In spite of himself Wentworth was awed. He had a sudden sense of impending calamity. He looked again at Michael.
Michael's hand shook. His whole body shook. His lips trembled impotently.
Wentworth sickened with shame. His love was wounded to the very depths to see his brother like this, as it had never been wounded even by the first sight of him in his convict's blouse.
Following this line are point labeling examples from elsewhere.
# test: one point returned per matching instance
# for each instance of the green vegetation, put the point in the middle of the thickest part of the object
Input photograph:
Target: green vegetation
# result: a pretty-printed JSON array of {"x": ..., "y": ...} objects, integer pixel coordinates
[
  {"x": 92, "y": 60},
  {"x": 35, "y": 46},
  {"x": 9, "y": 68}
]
"I always trusted you," he said with a groan, putting up his hand so as to shut out that tottering figure. "I don't know what miserable secret you're keeping from me, and I don't care. It isn't _that_ I mind. It is that--whatever it was, however disgraceful it was, you should have kept it from me. G.o.d knows I only wanted to help you. Surely, surely, Michael, you might have trusted me. What have I done that you should treat me as if I were an enemy? I thought I was your friend."
No one spoke.
"After all, I don't know that I care to hear. Why should I care. It's rather late in the day to hear now what everyone knows except me, what I've been breaking my heart over, racking my brains over as you well know for these two endless years, what you aren't even now telling me of your own accord, what you have been persuaded to by this--this"--Wentworth looked at the Bishop--"this outsider, this middle man."
A great jealousy and bitterness were compressed into the words "middle man."
"You have got to hear," said Michael, and the trembling left him.